AFX.COM | December 4, 2001
BEIJING - EU Trade Commissioner Pascal Lamy said last month's meeting of WTO ministers in Doha has made an "excellent start" on turning the WTO into a forum focused not only on trade liberalisation, but also on balancing liberalisation with regulation, and on development.
The outcome of the talks in Doha was "very satisfactory", both from the point of view of the EU and of developing countries, Lamy told a meeting of the EU Chambers of Commerce in Beijing.
"Perhaps no one went home feeling they had won on each point, but no one felt they had comprehensively lost, either. That was the real secret of (Doha's) success," he said.
"The Doha Development Agenda is really path-breaking negotiations," he said.
It implied the new round of talks would not just be another round, with arguments over tariffs on goods.
"This will be a global negotiation: it will take the WTO into a new era, one which allows the organisation to play a fuller role in the pursuit of economic growth, employment, and poverty reduction, and the promotion of sustainable development.
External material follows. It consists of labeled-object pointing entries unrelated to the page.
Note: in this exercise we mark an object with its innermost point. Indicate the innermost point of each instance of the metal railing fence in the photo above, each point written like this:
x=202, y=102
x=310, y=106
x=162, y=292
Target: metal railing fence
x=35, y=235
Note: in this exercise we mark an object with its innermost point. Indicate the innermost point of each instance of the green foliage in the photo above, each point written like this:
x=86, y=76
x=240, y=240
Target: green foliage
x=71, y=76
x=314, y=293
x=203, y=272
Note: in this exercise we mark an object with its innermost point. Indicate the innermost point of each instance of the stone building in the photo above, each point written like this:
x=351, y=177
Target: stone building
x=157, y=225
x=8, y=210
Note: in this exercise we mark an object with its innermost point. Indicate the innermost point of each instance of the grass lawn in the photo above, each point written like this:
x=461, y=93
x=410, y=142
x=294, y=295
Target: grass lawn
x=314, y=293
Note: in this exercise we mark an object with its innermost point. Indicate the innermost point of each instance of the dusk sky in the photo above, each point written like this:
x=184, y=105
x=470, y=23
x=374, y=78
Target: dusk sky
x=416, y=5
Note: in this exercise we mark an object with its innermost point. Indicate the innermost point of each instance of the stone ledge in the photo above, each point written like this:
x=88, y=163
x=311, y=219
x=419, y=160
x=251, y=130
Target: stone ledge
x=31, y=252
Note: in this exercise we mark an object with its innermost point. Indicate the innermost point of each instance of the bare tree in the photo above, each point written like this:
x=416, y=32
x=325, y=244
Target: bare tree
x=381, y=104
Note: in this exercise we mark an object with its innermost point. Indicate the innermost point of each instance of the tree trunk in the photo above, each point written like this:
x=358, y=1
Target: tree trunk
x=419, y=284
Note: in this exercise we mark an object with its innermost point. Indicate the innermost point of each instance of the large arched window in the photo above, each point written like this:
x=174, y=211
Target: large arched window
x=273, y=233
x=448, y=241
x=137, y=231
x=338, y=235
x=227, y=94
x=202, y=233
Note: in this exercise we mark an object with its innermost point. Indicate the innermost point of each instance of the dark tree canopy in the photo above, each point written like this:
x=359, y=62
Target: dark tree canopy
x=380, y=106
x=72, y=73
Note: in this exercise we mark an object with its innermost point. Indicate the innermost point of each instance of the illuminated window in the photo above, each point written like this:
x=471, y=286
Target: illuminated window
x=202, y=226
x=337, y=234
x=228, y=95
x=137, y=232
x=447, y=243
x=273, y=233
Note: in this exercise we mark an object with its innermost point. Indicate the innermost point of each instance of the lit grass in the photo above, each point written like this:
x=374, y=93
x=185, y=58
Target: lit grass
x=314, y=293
"In other words, the WTO becomes not just a forum focused simply on trade liberalisation. ... The WTO can and must also become an organisation which focuses equally on rule-making, on balancing liberalisation with regulation, and on development."
Lamy said the most significant single outcome of Doha was that the developed world recognised, and agreed to tackle the problems ot developing countries in implementing the outcomes of previous trade negotiations.
He said the EU had fought hard to ensure the new round contained negotiations to lead to the clarification of the status of multilateral environmental agreements in relation to the WTO.
"It should be welcomed that WTO members have decided to address this through negotiations instead of simply pushing this issue aside to evolve simply via the decisions of WTO dispute settlement bodies."
But he said he was disappointed over the outcome on core labour standards, where the Doha declaration did not accept the linkages the EU sees between the International Labour Organisation and the WTO.